During the last decade, thousands of Orthodox churches were seized by Greek Catholic congregations — reclaiming what they had lost in Soviet times, when their churches were confiscated and turned over to the tamer Orthodox church. During the 1990's, some priests followed their congregations and left the Orthodox faith for Greek Catholicism, which was both widespread here and ruthlessly suppressed.
But many, like Father Kurpita, have clung to Orthodoxy, while dropping their allegiance to Moscow, whose patriarch, Aleksy II, rules the largest Orthodox Church and opposes breakaway efforts in Ukraine. The Rev. Miykhajlo Fedoriw, the Greek Catholic priest of SS. Olga and Elizabeth Church in Lviv, explained today that for years he pretended to be Russian Orthodox during the Soviet repression.
"If I had not pretended, I would have been sent to Siberia," he said. "Patriarch Aleksy says that the Greek Catholics have destroyed their parishes, but in 1946 my church was destroyed by the Russian Orthodox Church, which continued to exist thanks to the patronage of the K.G.B."
When he finally got his church back in 1989, "it was in ruins," he said. "It had been used as a warehouse."
Many church conflicts here have been settled by a wave of church building and sharing, but as the struggle in Sukhovolya proves, the conflict is far from over.

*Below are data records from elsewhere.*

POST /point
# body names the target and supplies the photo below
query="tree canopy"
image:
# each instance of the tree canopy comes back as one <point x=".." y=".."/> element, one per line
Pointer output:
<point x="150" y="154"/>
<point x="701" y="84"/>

Moreover, Father Kurpita's Orthodox congregation of 450 families on the outskirts of Lviv once occupied a 19th-century church surrounded by a picket fence, on the main rail line to Poland. But in December 1989, the Greek Catholic members of the parish council recruited the Rev. Vasily Kovpak, then 22 years old and fresh out of the underground Greek Catholic seminary, to lead an insurgency from the pulpit. He did so, and the congregation that day physically ejected the Rev. Volodymir Babich, who had served as the Orthodox rector for 18 years.
Ever since, the Orthodox parishioners have been trying to recover. Five factories in the area gave them land and financing to start a new church that now stands half-finished, like a cathedral of disappointment.
For now, they pray under the asbestos roof of a temporary hall.
"When this religious war began in western Ukraine, it caused great moral damage," said Father Kurpita. "Many people's faith was not that strong and, psychologically, they could not stand the pressure and so they left the church," although, he asserts, some are now returning.
Cardinal Lubomyr Husar, who heads the Greek Catholic Church in Ukraine, said today that the lingering property conflicts in western Ukraine are "not real religious conflicts."
"The church is just the battleground," he said. "They reflect the personal ambitions of a person or a family in a village, perhaps someone who aspires to be more important. They are human cases in the worst sense of the word."
But to spend part of a day in this village, or among the Orthodox whom Father Kurpita serves, is to witness a festering conflict that still blends religion, culture and nationality.
The Greek Catholic Father Vasily, who sees himself as a missionary for his faith in western Ukraine, and the Orthodox Father Kurpita never speak, for instance.
"Very often I just walk past the church" — where the Orthodox were ejected — "on the way to the cemetery where we bury the dead," Father Kurpita said, "but this priest, he avoids meeting me."